Examinons très brièvement le premier principe. « La transparence regroupe des notions connues généralement sous les vocables de reddition de compte, d’honnêteté et d’exactitude de l’information transmise. » op.cit. page 61. Il me semble que ce principe dans le contexte du Code rappelle à l’ordre le système d’administration de la justice de la nécessité d’informations vraies et authentiques comme fondements des décisions et incite les acteurs à rechercher la vérité au-delà du débat en se transportant dans le domaine du dialogue conformément à l’éthique rigoureuse, par exemple, des scientifiques. Sinon, est-ce que les medias prendront la place des tribunaux? Voir la série d’articles dans The Gazette « Secret Society » du samedi l0 décembre 2011 et de la semaine suivante.

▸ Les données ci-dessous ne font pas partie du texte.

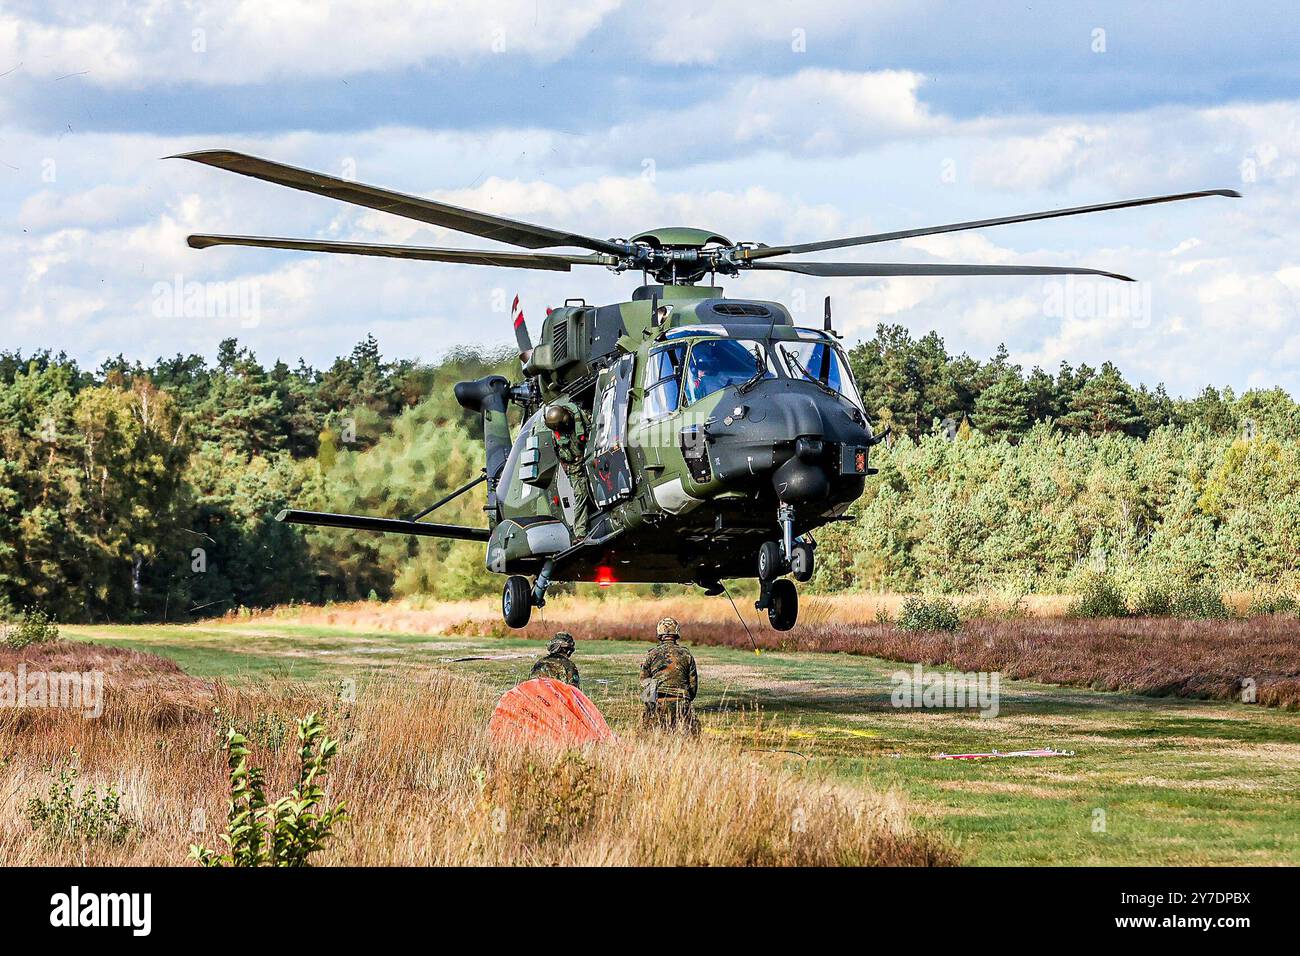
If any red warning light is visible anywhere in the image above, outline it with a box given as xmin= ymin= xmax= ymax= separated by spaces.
xmin=596 ymin=566 xmax=615 ymax=588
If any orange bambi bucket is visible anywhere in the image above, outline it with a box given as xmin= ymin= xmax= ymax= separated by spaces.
xmin=488 ymin=677 xmax=616 ymax=747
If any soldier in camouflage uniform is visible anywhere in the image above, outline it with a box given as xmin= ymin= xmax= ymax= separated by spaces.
xmin=545 ymin=399 xmax=592 ymax=540
xmin=640 ymin=617 xmax=699 ymax=735
xmin=530 ymin=631 xmax=580 ymax=688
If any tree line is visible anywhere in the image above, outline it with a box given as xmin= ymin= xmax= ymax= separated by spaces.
xmin=1 ymin=327 xmax=1295 ymax=622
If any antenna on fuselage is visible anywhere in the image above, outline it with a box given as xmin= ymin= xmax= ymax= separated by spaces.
xmin=819 ymin=296 xmax=835 ymax=383
xmin=824 ymin=296 xmax=842 ymax=338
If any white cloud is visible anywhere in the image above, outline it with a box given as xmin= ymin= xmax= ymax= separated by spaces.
xmin=0 ymin=1 xmax=622 ymax=86
xmin=2 ymin=73 xmax=1297 ymax=397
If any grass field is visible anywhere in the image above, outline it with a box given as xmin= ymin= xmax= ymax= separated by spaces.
xmin=59 ymin=610 xmax=1300 ymax=866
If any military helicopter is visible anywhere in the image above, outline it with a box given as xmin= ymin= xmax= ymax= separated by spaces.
xmin=174 ymin=150 xmax=1238 ymax=629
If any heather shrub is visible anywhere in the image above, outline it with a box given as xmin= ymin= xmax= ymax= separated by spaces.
xmin=896 ymin=596 xmax=961 ymax=632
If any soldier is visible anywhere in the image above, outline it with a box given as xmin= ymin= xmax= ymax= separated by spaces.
xmin=530 ymin=631 xmax=580 ymax=688
xmin=544 ymin=399 xmax=592 ymax=540
xmin=640 ymin=617 xmax=699 ymax=735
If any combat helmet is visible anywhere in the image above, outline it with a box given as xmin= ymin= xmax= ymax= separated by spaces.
xmin=656 ymin=617 xmax=680 ymax=640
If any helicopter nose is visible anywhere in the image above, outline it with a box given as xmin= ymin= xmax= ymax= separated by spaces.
xmin=772 ymin=455 xmax=830 ymax=503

Ce rappel à l’ordre nous ramène aux moyens de promouvoir la coopération. «Un excellent moyen de promouvoir la coopération dans une société est d’apprendre aux gens à se préoccuper du bien-être d’autrui », Robert Axelrod, « Donnant, donnant » page 136. Dans le système des adversaires et de la contradiction, est-ce que les acteurs ont le moindre souci du bien-être d’autrui? Comment apprendre aux gens le respect? En posant des gestes concrets, à partir d’un système valorisant le souci de l’autre?

Dans le dossier de Kitcisakik et celui de Attawapiskat, ce sont les Architectes d’urgence du Canada et la Croix-Rouge qui nous montrent la piste de résolution. Il y a donc espoir que la saine gestion contribuera à la saine justice, mais il reste beaucoup de pain sur la planche. Il nous incombe d’agir dans ce sens.